The decision overnight from the Department of Agriculture and Water Resources to cancel the livestock export license of Emanuel Exports over a failure to meet existing legislative requirements is a significant step towards the end of the live sheep export trade.

However, given the confusing and complex regulatory environment whereby the regulator ‘sits’ within the department, we today call on the Minister to determine that the regulator must be removed from his department and be established as an independent body. The regulator is riddled with conflicts of interest including that it be required to simultaneously police the live export trade as well as promote live exports.

These arrangements going forward are untenable.

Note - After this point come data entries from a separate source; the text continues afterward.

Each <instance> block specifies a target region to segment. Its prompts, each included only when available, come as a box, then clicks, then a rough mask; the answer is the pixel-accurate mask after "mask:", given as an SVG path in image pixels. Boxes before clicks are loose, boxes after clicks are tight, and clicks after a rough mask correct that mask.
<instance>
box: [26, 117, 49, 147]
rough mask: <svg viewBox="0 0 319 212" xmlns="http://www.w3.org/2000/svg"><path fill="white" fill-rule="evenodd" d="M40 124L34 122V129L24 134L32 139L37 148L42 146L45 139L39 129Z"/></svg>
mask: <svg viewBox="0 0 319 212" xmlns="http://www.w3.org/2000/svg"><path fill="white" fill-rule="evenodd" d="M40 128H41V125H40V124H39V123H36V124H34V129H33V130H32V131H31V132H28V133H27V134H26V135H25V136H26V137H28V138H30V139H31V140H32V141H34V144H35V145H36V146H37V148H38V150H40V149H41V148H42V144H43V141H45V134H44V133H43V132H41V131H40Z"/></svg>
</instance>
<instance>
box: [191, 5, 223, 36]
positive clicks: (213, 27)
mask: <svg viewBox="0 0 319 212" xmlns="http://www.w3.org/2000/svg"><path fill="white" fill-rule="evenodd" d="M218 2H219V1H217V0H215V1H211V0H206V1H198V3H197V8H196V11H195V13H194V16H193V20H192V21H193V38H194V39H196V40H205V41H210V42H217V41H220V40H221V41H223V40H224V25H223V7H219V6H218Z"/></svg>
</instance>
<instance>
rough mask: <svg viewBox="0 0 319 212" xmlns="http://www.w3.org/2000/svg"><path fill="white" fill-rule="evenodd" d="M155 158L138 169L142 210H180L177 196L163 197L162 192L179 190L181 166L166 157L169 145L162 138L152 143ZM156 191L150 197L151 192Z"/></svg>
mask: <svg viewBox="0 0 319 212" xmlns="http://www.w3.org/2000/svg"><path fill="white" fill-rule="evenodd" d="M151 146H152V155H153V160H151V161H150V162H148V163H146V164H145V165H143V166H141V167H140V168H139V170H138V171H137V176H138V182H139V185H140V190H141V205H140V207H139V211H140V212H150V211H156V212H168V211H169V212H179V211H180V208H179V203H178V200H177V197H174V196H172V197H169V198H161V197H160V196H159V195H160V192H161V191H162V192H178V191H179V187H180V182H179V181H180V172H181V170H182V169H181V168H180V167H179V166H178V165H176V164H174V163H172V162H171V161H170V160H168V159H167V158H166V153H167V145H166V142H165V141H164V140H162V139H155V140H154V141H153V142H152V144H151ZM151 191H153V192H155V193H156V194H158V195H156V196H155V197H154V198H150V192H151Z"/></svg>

Since 2013, 42 government investigations have found Emanuel Exports and its sister companies guilty of non-compliance with live export regulations in importing countries, resulting in appalling cruelty to thousands of animals.

To date, Emanuel Exports has accounted for 70% of the volume of live sheep exports from Australia,
and today demonstrates irrefutably that the entire trade is faltering and in permanent decline.

While this license cancellation is a major development, it does raise serious concerns.

There has not been a sheep shipment leave Australia for the past 10 weeks due to this company’s licence being suspended, and other exporters realising that being forced to comply with regulations makes their trade commercially unviable.

This last minute enforcement of existing regulations leaves farmers ‘in the lurch’ and facing an uncertain future. Now is the time to legislate a five year phasing out period, setting an end-date for the trade and assisting farmers transition away from live sheep exports into more profitable sheep processing ventures.

This transition will not be without challenges but it does provide certainty for farmers and other industry stakeholders – something that today’s decision has completely removed.

We remain extremely concerned that the live sheep trade will continue to damage the reputation of Australia’s entire agriculture industry – an industry that has an international reputation for high quality, ethically-made food and fibre, one that is a major contributor to the Australian economy.

Once again we commend the Minister for Agriculture for instigating the Moss review and we look forward to the release of its recommendations.

With hundreds of thousands of people contacting Parliamentarians calling for the live sheep export trade to end, Australians have overwhelmingly made their voices heard on this matter. It is time we, as elected representatives, accurately reflect the wishes of the Australian people in the Parliament.

In the interest of safeguarding Australia’s vital agriculture industry, we call on the House of Representatives to pass the Live Sheep Long Haul Export Prohibition Bill 2018 as soon as possible.